Bring Me the Rhinoceros

One day, Yanguan called to his assistant, "Bring me the rhinoceros fan."
The assistant said, "It is broken."
Yanguan said, "If the fan is broken, bring me the rhinoceros."

So opens a chapter in John Tarrant's book Bring Me the Rhinoceros: And Other Zen Koans to Bring You Joy.  In his newest book, Tarrant, a Zen teacher and the author of The Light Inside the Dark, tries to offer his readers an unusual path to happiness - instead of wasting the effort of striving for it, why not, as an alternative, just subvert unhappiness?
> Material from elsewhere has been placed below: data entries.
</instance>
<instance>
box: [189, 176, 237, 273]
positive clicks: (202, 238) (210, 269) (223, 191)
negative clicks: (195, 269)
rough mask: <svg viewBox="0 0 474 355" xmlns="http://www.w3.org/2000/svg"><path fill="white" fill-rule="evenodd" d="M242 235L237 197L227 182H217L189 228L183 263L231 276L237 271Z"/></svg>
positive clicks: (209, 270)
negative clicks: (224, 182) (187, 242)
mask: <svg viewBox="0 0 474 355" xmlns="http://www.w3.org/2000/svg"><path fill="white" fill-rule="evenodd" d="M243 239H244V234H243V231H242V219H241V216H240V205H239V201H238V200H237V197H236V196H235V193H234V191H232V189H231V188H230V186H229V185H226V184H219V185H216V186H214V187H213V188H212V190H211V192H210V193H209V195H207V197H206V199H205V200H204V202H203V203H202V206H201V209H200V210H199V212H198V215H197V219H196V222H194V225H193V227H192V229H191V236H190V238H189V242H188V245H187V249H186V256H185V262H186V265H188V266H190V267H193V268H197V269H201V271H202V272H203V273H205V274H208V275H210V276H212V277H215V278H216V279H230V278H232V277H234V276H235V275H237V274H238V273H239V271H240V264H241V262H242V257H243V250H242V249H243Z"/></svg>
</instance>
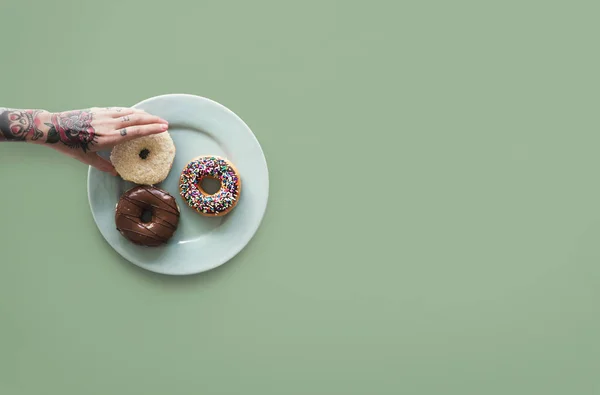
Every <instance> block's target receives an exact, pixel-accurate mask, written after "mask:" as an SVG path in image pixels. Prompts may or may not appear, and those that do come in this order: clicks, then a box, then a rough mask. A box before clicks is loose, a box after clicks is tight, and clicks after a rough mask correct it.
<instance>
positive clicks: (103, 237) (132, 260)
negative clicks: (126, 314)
mask: <svg viewBox="0 0 600 395" xmlns="http://www.w3.org/2000/svg"><path fill="white" fill-rule="evenodd" d="M174 97H180V98H190V99H194V100H196V99H200V100H203V101H207V102H210V103H212V104H213V105H216V106H217V107H220V108H221V109H222V110H225V112H227V113H229V114H230V115H232V116H233V117H235V118H237V120H239V121H240V122H241V123H242V124H243V125H244V126H245V127H246V128H247V129H248V131H249V132H250V135H251V136H252V138H253V139H254V141H255V142H256V144H257V146H258V149H259V151H260V153H261V158H262V162H263V163H264V167H265V171H266V176H267V177H266V187H267V188H266V196H265V203H264V205H263V209H262V212H261V213H260V219H259V220H258V221H257V222H256V225H255V226H254V229H252V232H251V236H250V238H249V239H248V241H247V242H246V243H244V244H242V245H241V246H240V247H239V248H233V249H231V251H230V252H229V253H228V254H226V255H224V256H223V258H221V259H218V260H215V262H216V263H215V264H212V265H209V266H207V267H204V268H202V269H200V270H190V271H180V272H166V271H161V270H154V268H149V267H146V266H142V265H140V264H138V262H135V261H133V260H131V259H129V258H127V257H125V256H123V254H121V253H120V252H119V251H117V249H116V248H115V247H113V245H112V244H111V243H110V242H109V241H108V240H107V238H106V237H105V236H104V233H103V232H102V229H100V227H99V225H98V221H97V219H96V214H95V213H94V210H93V208H92V199H91V190H90V177H91V173H92V171H93V167H92V166H88V173H87V181H86V184H87V185H86V187H87V188H86V189H87V195H88V196H87V197H88V206H89V208H90V212H91V213H92V218H93V219H94V223H95V224H96V228H97V229H98V231H99V232H100V234H101V235H102V238H103V239H104V241H105V242H106V243H107V244H108V245H109V246H110V247H111V248H112V249H113V250H114V251H115V252H117V253H118V254H119V255H120V256H121V257H122V258H123V259H125V260H126V261H128V262H130V263H132V264H134V265H136V266H137V267H139V268H141V269H144V270H148V271H150V272H153V273H158V274H163V275H169V276H188V275H194V274H200V273H204V272H207V271H210V270H213V269H215V268H217V267H219V266H222V265H223V264H225V263H227V262H229V261H230V260H231V259H233V258H234V257H235V256H236V255H238V254H239V253H240V252H241V251H242V250H243V249H244V248H246V247H247V246H248V244H250V242H251V241H252V239H253V238H254V236H255V235H256V232H258V229H259V228H260V226H261V224H262V222H263V220H264V218H265V214H266V212H267V207H268V205H269V197H270V189H271V183H270V174H269V165H268V163H267V158H266V156H265V152H264V151H263V149H262V146H261V145H260V142H259V141H258V138H257V137H256V135H255V134H254V132H253V131H252V129H251V128H250V126H248V124H247V123H246V122H245V121H244V120H243V119H242V118H241V117H240V116H238V115H237V114H236V113H235V112H233V111H232V110H231V109H229V108H228V107H226V106H225V105H223V104H221V103H219V102H217V101H214V100H212V99H209V98H208V97H204V96H199V95H194V94H189V93H168V94H162V95H157V96H152V97H149V98H147V99H144V100H142V101H140V102H138V103H136V104H134V105H132V106H131V108H137V107H138V106H140V105H143V104H144V103H146V102H149V101H151V100H155V99H159V98H174ZM156 268H157V269H158V268H160V266H157V267H156Z"/></svg>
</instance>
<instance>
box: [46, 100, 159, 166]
mask: <svg viewBox="0 0 600 395" xmlns="http://www.w3.org/2000/svg"><path fill="white" fill-rule="evenodd" d="M40 120H42V121H43V124H44V126H46V127H48V130H47V132H46V133H45V137H46V139H45V141H43V139H40V140H42V141H39V140H38V141H39V142H44V143H47V144H51V146H52V148H55V149H56V150H58V151H60V152H62V153H64V154H67V155H69V156H71V157H73V158H75V159H77V160H79V161H81V162H83V163H86V164H88V165H91V166H93V167H95V168H97V169H98V170H101V171H105V172H108V173H112V174H113V175H117V172H116V170H115V168H114V167H113V165H112V164H111V163H110V162H109V161H108V160H106V159H104V158H102V157H101V156H99V155H98V154H96V151H100V150H106V149H110V148H112V147H114V146H115V145H117V144H120V143H123V142H125V141H128V140H131V139H134V138H138V137H142V136H148V135H151V134H157V133H162V132H164V131H166V130H167V129H168V127H169V126H168V122H167V121H165V120H164V119H161V118H159V117H157V116H154V115H150V114H148V113H146V112H145V111H142V110H137V109H133V108H123V107H109V108H90V109H86V110H75V111H65V112H60V113H39V114H38V117H36V122H35V123H36V129H38V128H39V127H43V126H42V125H40V123H41V122H40ZM44 129H45V128H44ZM38 130H39V129H38ZM40 137H42V136H40Z"/></svg>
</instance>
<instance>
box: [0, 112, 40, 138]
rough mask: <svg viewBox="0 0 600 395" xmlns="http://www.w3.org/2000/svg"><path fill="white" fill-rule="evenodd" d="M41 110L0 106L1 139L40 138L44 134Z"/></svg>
mask: <svg viewBox="0 0 600 395" xmlns="http://www.w3.org/2000/svg"><path fill="white" fill-rule="evenodd" d="M41 112H42V111H40V110H9V109H7V108H0V141H2V140H6V141H25V140H33V141H35V140H38V139H39V138H40V137H42V136H43V135H44V133H43V132H42V131H41V130H40V128H39V126H40V125H39V120H38V115H39V113H41Z"/></svg>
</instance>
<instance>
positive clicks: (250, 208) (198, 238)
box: [88, 95, 269, 275]
mask: <svg viewBox="0 0 600 395" xmlns="http://www.w3.org/2000/svg"><path fill="white" fill-rule="evenodd" d="M134 107H136V108H140V109H143V110H145V111H147V112H149V113H151V114H154V115H158V116H159V117H161V118H164V119H166V120H167V121H169V132H170V133H171V136H172V138H173V141H174V142H175V146H176V148H177V153H176V156H175V161H174V163H173V168H172V169H171V172H170V173H169V176H168V177H167V179H166V180H165V181H163V182H162V183H161V184H158V185H157V187H159V188H162V189H164V190H166V191H167V192H169V193H170V194H171V195H173V196H174V197H175V198H176V199H177V203H178V204H179V208H180V210H181V218H180V222H179V227H178V229H177V231H176V232H175V235H174V236H173V238H172V239H171V240H170V241H169V242H168V243H167V244H165V245H164V246H162V247H142V246H137V245H135V244H132V243H131V242H129V241H128V240H127V239H125V238H124V237H123V236H121V234H120V233H119V232H118V231H117V229H116V227H115V206H116V204H117V202H118V200H119V198H120V197H121V195H122V194H123V193H124V192H125V191H127V190H128V189H129V188H131V187H133V186H134V184H132V183H130V182H127V181H124V180H123V179H121V178H120V177H114V176H111V175H110V174H107V173H103V172H101V171H98V170H96V169H94V168H92V167H90V169H89V173H88V198H89V202H90V207H91V210H92V215H93V216H94V220H95V221H96V224H97V225H98V228H99V229H100V232H101V233H102V236H104V238H105V239H106V241H107V242H108V243H109V244H110V245H111V246H112V247H113V248H114V249H115V250H116V251H117V252H118V253H119V254H121V255H122V256H123V257H124V258H126V259H127V260H129V261H130V262H132V263H134V264H136V265H138V266H140V267H142V268H144V269H147V270H151V271H153V272H157V273H163V274H173V275H183V274H194V273H200V272H203V271H206V270H210V269H213V268H215V267H217V266H219V265H222V264H223V263H225V262H227V261H228V260H229V259H231V258H233V257H234V256H235V255H236V254H237V253H238V252H240V251H241V250H242V248H244V246H245V245H246V244H247V243H248V242H249V241H250V239H251V238H252V236H254V233H255V232H256V230H257V229H258V227H259V225H260V222H261V220H262V218H263V215H264V213H265V209H266V207H267V199H268V195H269V175H268V170H267V162H266V160H265V157H264V154H263V152H262V149H261V147H260V144H259V143H258V141H257V140H256V137H254V134H252V131H251V130H250V128H249V127H248V126H247V125H246V124H245V123H244V121H242V120H241V119H240V118H239V117H238V116H237V115H235V114H234V113H233V112H232V111H230V110H229V109H227V108H226V107H224V106H222V105H221V104H219V103H216V102H214V101H212V100H209V99H206V98H203V97H198V96H191V95H165V96H158V97H153V98H151V99H148V100H145V101H143V102H141V103H139V104H136V105H135V106H134ZM100 154H101V155H102V156H103V157H105V158H108V156H109V154H110V152H101V153H100ZM201 155H218V156H223V157H225V158H227V159H229V160H231V162H232V163H233V164H234V165H235V166H236V168H237V169H238V171H239V173H240V178H241V180H242V193H241V195H240V200H239V202H238V204H237V206H236V207H235V208H234V209H233V210H232V211H231V212H230V213H229V214H227V215H225V216H223V217H214V218H213V217H203V216H201V215H199V214H197V213H196V212H195V211H194V210H193V209H191V208H190V207H189V206H188V205H187V203H186V202H185V201H184V200H183V199H182V198H181V196H179V184H178V182H179V176H180V174H181V171H182V170H183V168H184V166H185V165H186V164H187V163H188V162H189V161H190V160H192V159H194V158H195V157H197V156H201Z"/></svg>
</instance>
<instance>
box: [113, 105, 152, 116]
mask: <svg viewBox="0 0 600 395" xmlns="http://www.w3.org/2000/svg"><path fill="white" fill-rule="evenodd" d="M105 111H106V114H107V115H109V116H110V117H111V118H121V117H124V116H126V115H131V114H147V112H146V111H144V110H140V109H139V108H129V107H107V108H106V110H105Z"/></svg>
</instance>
In the hectic bustle of daily life, we often spend our time hurrying, worrying, and arguing.  We complain constantly about things we feel are unfair in our life.  Despite the unstopping flow of events in our lives, we often are not able to accept changes in situations, dilemmas, and inevitabilities.  We blame our unhappiness on our misfortune, and we spend much of our precious time (and money) seeking for ways to get rid of the sadness and unhappiness that accompanies every normal life.

Author John Tarrant

Bring Me the Rhinoceros teaches us about the ancient art of Zen koans, which are stories of brief significant encounters between a Zen master and a student, and they are a means of releasing people from unhappiness.  Tarrant, a teacher of koans for thirty years, lays out fourteen of them for the reader to enjoy and learn from.  Our lives, Tarrant reveals to us, has its own koans, from which we can accept things and move on, and just, to use a cliché phrase, "let it be."  We need to stand back and really understand the problems of our lives, and Tarrant puts us in that plane.

For those fearing a book too abstract, confusing, or - heaven forbid - boring to understand, there is no need to feel afraid.  I confess that I myself had one foot in that boat, but by the end of the first chapter, I was safely out of it.  Tarrant writes in a clear, straightforward manner, and he manages to put the koans into a witty, contemporary light.  Every chapter opens in an enjoyable and mind-opening anecdote, then goes on to explain the koan behind it.  Tarrant brings the humble reader up to the high levels of the ancient Zen masters for a short, pleasant read, leaving the reader feeling refreshed, relaxed, and - could it be? - happy.  If you've got a pile of forgotten self-help tapes and inspirational books, then pick up Bring Me the Rhinoceros and see for yourself how it can really help.